Wir brauchen im Interesse unserer Industrie einen institutionalisierten Dialog zwischen der EU-Kommission und der Eurasischen Wirtschaftsunion. Getrennt werden es weder die EU noch Russland schaffen, gegen die Aufteilung der Welt durch Chinesen und US-Amerikaner ein wirksames Gegenmittel zu entwickeln.
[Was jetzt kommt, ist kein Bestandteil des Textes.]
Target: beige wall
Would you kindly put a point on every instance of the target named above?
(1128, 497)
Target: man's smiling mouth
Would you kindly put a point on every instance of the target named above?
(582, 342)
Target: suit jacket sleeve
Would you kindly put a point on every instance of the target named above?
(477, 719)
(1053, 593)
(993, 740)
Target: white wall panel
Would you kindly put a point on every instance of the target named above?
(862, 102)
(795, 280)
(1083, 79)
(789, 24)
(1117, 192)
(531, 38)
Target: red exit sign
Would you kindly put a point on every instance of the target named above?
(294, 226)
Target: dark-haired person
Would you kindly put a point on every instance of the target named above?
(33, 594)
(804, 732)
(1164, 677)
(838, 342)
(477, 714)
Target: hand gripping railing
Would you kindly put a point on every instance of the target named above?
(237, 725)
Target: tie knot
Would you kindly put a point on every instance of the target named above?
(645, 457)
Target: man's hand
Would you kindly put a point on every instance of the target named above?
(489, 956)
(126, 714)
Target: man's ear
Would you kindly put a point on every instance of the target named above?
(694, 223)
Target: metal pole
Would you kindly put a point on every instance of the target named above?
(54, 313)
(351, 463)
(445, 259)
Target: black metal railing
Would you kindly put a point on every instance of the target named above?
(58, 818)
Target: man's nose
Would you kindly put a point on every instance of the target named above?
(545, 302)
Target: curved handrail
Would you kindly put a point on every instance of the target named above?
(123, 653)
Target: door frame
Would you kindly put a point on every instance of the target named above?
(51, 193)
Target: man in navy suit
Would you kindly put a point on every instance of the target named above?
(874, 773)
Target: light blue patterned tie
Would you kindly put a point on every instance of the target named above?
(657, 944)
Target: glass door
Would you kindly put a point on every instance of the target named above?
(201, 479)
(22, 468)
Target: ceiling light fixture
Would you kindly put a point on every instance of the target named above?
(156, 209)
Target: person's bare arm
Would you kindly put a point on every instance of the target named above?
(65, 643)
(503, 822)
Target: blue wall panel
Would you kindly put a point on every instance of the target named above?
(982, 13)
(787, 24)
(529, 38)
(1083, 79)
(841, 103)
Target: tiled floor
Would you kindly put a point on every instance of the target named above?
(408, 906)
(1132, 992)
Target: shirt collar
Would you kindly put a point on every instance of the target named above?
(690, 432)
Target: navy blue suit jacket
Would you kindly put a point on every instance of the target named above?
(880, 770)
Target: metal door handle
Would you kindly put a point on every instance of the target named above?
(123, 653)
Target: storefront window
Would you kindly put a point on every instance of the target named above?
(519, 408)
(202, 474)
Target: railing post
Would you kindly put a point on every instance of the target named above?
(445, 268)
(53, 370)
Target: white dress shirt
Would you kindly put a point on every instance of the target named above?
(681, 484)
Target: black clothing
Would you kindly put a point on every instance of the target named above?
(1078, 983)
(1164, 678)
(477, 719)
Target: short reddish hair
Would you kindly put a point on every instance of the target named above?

Ein vernünftiger Austausch über einen gemeinsamen Wirtschafts- und Industrieraum von Wladiwostok bis Lissabon, der die EU, Russland und ihre benachbarten Partnerländer verbindet, muss endlich beginnen.

Solidarität über Landesgrenzen hinweg

Gemeinschaftliche Probleme und Krisen erfordern gemeinschaftliche Lösungen. Die ersten Reaktionen im Rahmen der Coronakrise waren auf politischer Ebene in vielen Ländern der Welt zunächst reflexartig und nationalistisch. Russland hat in der Coronakrise aber auch über seine Landesgrenzen hinweg Solidarität gezeigt und auf das Hilfeersuchen Italiens, als europäisches Epizentrum der Pandemie, mit Fachpersonal und medizinischen Gerätschaften reagiert. Die Corona-Pandemie bietet jetzt die Chance nicht nur eine wirtschaftliche, sondern auch eine humanitäre Partnerschaft zwischen der EU und Russland entstehen zu lassen. Hierbei können der medizinische Expertenaustausch über Plattformkonzepte von Verbänden, aber auch privatwirtschaftliche Initiativen und Förderprojekte ein Zeichen setzen."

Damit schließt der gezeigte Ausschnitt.